Bloom-560m pipeline task parameter invalid

Hi all,

I’m currently trying to implement the “bigscience/bloom-560m” model as part of a transformers.pipeline for inference. I can’t seem to find the right “task” parameter to get the pipeline running, always getting returns along the lines of “The model ‘BloomModel’ is not supported for […]”.

I’ve tried several different task values with no luck. Anyone know where to find what tasks a model is supporting?

Coincidentally, the model is tagged as “Text Generation”, but that doesn’t work.

from transformers import BloomModel, BloomTokenizerFast, pipeline

class bloom_model:
    def __init__(self):
        self.tokenizer = BloomTokenizerFast.from_pretrained(
            "bigscience/bloom-560m"
            , low_cpu_mem_usage=True
        )
        
        self.model = BloomModel.from_pretrained("bigscience/bloom-560m")
        
        self.generator = pipeline(
            "text-generation",
            model = self.model,
            tokenizer = self.tokenizer
        )

Error:

> The model 'BloomModel' is not supported for text-generation. Supported models are [...]

Interestingly, the following pipeline definition works:

self.generator = pipeline(
            "text-generation",
            model="bigscience/bloom-560m",
            tokenizer = self.tokenizer
        )

Even the pipeline tag as per README (line 52) says “text-generation”. Therefore, might be a bug?!
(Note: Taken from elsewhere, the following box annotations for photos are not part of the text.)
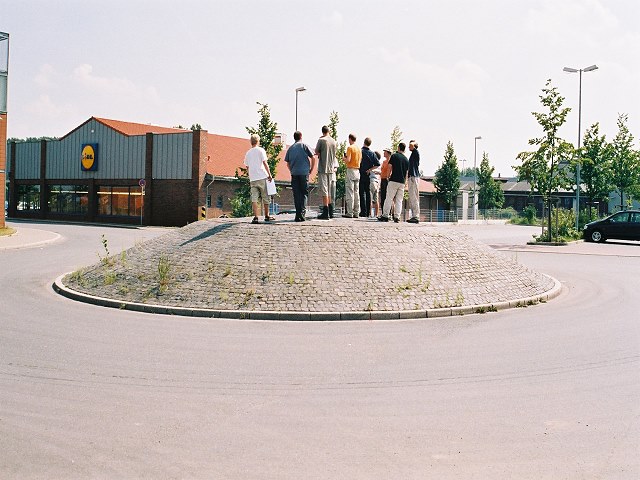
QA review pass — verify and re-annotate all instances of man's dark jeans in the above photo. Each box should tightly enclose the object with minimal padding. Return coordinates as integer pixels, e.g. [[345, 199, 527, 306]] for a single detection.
[[354, 172, 371, 217], [291, 175, 309, 217]]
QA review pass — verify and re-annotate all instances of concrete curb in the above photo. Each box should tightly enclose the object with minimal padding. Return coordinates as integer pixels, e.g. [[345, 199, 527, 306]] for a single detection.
[[52, 273, 562, 322], [0, 227, 62, 250]]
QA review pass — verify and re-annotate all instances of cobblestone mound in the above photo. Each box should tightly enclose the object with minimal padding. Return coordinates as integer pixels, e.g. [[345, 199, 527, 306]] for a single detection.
[[63, 219, 554, 312]]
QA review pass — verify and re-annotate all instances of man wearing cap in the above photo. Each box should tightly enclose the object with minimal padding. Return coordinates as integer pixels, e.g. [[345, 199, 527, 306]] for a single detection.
[[407, 140, 420, 223]]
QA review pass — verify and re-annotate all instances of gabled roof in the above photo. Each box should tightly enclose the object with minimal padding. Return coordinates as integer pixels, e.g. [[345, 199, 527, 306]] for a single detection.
[[207, 133, 291, 182], [60, 117, 189, 140], [93, 117, 190, 136]]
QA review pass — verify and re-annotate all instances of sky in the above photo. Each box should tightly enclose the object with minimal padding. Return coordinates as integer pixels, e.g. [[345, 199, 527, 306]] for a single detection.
[[0, 0, 640, 177]]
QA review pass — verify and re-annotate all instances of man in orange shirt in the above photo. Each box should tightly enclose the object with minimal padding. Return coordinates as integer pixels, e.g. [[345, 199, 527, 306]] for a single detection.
[[344, 133, 362, 218]]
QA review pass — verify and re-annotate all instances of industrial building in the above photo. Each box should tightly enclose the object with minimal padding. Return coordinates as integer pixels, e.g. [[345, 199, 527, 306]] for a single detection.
[[7, 117, 300, 226]]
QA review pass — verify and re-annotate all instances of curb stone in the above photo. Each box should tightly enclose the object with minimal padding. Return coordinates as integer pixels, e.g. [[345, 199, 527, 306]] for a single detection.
[[52, 272, 562, 321]]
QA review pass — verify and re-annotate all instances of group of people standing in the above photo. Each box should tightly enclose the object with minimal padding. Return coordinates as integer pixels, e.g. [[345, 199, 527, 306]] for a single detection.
[[245, 125, 420, 223]]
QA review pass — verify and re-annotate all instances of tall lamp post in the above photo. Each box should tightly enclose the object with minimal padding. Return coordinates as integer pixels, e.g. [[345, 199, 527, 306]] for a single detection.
[[296, 87, 306, 132], [0, 32, 9, 228], [473, 135, 482, 220], [562, 65, 598, 232]]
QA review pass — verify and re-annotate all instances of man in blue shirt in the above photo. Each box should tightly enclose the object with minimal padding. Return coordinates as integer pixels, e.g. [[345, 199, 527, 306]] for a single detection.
[[284, 132, 316, 222]]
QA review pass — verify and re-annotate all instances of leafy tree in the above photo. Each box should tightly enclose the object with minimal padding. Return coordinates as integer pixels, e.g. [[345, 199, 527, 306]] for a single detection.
[[513, 80, 574, 241], [433, 142, 460, 210], [246, 102, 283, 178], [580, 123, 613, 220], [611, 114, 640, 210], [478, 152, 504, 210], [391, 125, 402, 153], [460, 167, 480, 178], [231, 102, 282, 217], [327, 111, 347, 202]]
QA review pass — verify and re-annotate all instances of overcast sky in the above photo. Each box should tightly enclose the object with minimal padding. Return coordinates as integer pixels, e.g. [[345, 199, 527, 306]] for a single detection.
[[0, 0, 640, 176]]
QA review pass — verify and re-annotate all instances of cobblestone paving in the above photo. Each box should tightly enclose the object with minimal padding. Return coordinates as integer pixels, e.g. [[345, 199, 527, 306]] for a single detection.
[[64, 217, 554, 312]]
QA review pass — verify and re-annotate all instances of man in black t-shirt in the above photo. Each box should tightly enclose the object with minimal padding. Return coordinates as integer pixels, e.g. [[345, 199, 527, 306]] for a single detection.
[[378, 142, 409, 223]]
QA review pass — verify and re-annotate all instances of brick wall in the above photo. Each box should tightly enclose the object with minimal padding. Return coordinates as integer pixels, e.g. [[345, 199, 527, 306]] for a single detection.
[[152, 179, 198, 227]]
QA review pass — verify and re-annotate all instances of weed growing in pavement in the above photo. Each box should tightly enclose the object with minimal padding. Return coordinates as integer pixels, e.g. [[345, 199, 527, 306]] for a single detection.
[[238, 289, 256, 308], [69, 270, 87, 287], [98, 233, 114, 267], [158, 255, 171, 292], [104, 270, 116, 285]]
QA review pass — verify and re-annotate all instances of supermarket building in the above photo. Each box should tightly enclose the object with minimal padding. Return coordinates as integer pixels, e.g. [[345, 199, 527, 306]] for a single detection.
[[7, 117, 293, 226]]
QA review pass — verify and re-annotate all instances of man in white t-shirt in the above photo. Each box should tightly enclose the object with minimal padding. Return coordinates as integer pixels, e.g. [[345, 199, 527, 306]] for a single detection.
[[244, 133, 274, 223]]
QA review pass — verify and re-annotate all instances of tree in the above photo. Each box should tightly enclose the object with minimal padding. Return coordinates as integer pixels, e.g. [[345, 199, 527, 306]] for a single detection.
[[580, 123, 613, 220], [231, 102, 282, 217], [327, 111, 347, 202], [460, 167, 480, 178], [611, 114, 640, 210], [391, 125, 402, 153], [513, 80, 574, 241], [433, 142, 460, 210], [478, 152, 504, 210]]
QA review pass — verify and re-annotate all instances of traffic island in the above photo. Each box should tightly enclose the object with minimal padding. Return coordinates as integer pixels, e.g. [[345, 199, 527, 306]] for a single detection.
[[54, 217, 560, 320]]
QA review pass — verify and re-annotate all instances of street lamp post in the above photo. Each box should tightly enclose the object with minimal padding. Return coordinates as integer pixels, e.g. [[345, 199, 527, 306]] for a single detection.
[[473, 135, 482, 220], [562, 65, 598, 231], [296, 87, 306, 132]]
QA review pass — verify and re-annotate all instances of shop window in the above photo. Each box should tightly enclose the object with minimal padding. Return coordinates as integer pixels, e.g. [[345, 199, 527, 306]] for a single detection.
[[98, 185, 142, 217], [47, 185, 89, 215], [17, 185, 40, 211]]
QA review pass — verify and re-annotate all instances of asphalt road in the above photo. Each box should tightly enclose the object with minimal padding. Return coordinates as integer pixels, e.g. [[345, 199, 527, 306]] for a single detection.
[[0, 223, 640, 480]]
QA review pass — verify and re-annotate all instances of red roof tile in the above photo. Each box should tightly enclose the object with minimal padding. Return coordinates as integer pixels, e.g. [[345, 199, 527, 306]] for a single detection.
[[207, 133, 291, 182], [93, 117, 189, 136]]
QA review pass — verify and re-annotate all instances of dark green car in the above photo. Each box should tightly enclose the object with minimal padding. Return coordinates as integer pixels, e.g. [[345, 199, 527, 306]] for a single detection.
[[583, 210, 640, 242]]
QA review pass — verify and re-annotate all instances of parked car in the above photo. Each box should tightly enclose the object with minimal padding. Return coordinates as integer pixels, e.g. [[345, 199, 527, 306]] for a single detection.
[[583, 210, 640, 242]]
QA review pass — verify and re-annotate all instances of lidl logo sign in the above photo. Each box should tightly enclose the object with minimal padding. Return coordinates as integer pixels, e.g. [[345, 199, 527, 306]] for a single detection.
[[81, 143, 98, 171]]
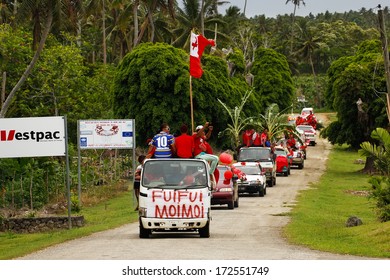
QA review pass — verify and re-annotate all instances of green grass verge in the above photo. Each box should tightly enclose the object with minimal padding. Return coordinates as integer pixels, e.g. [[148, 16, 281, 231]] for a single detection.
[[284, 146, 390, 258], [0, 146, 390, 260], [0, 191, 138, 260]]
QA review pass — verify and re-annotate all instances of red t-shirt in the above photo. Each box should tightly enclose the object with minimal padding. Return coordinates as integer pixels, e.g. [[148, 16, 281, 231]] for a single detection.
[[253, 132, 262, 146], [242, 130, 252, 147], [175, 134, 195, 158], [192, 133, 213, 156]]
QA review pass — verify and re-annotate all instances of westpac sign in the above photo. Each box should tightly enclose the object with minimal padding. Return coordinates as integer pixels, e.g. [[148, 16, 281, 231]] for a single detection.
[[0, 117, 66, 158]]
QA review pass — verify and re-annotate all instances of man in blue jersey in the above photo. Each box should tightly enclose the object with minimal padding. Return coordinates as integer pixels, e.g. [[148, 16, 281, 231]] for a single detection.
[[148, 123, 176, 158]]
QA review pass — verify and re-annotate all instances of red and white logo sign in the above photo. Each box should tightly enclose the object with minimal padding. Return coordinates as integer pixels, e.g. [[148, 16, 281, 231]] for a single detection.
[[0, 117, 66, 158], [148, 189, 209, 219]]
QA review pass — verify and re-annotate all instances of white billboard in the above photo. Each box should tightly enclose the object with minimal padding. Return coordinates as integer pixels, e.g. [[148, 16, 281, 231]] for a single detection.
[[0, 117, 66, 158], [79, 120, 135, 149]]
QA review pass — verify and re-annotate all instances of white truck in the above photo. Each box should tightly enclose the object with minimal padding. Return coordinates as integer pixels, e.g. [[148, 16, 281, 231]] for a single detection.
[[138, 158, 215, 238]]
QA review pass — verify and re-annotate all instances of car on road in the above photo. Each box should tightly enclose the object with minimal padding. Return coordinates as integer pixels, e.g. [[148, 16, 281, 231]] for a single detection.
[[274, 146, 292, 176], [291, 149, 305, 169], [211, 165, 239, 209], [237, 147, 276, 187], [233, 162, 267, 197], [301, 107, 314, 117], [296, 124, 317, 146]]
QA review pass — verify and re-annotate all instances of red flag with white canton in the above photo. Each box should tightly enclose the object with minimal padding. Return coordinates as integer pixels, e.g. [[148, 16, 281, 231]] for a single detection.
[[190, 32, 215, 79]]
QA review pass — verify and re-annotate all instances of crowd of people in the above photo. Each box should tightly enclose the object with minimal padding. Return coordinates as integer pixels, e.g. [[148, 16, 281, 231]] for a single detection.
[[134, 122, 306, 210], [134, 122, 219, 210]]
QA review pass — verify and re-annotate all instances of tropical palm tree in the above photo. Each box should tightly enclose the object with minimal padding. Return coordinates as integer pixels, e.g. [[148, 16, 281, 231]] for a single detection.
[[86, 0, 111, 64], [0, 0, 67, 118], [286, 0, 306, 52], [359, 127, 390, 176], [135, 0, 176, 45], [218, 91, 253, 151], [256, 103, 299, 142]]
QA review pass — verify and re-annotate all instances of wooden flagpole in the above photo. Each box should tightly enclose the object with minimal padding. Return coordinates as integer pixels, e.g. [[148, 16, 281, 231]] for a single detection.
[[190, 74, 195, 132]]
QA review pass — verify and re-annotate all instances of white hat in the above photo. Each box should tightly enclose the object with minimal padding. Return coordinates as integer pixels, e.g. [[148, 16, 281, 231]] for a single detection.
[[195, 125, 203, 131]]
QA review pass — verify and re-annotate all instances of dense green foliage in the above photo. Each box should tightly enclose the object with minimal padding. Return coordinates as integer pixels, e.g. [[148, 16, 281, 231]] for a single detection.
[[251, 48, 294, 111], [322, 41, 387, 149], [359, 127, 390, 222]]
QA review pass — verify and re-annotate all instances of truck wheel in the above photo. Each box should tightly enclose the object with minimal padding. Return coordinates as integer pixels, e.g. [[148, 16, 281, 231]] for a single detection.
[[199, 221, 210, 238], [259, 187, 264, 197], [234, 196, 239, 208], [139, 221, 152, 238]]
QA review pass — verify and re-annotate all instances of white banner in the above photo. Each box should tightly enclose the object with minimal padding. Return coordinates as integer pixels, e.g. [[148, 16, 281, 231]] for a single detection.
[[0, 117, 66, 158], [79, 120, 135, 149]]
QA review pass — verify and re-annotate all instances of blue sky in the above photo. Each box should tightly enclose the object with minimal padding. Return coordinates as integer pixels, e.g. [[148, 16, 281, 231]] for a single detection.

For future references, I was able to circumvent the described problem by using the ‘BloomForCausalLM’ class from transformers library, resulting in:

class bloom_model:
    def __init__(self):
        self.tokenizer = BloomTokenizerFast.from_pretrained(
            model = "bigscience/bloom-560m"
            , low_cpu_mem_usage = True
        )
        
        self.model = BloomForCausalLM.from_pretrained("bigscience/bloom-560m")
        
        self.generator = TextGenerationPipeline(
            task = 'text-generation',
            model = self.model,
            tokenizer = self.tokenizer
        )

Then, simple add a predict method to use the pipeline for inference, e.g.:

def predict(self, content: str) -> str:
        answer = self.generator(content, max_new_tokens=100)
        return answer

Do you know how to do fine-tuning?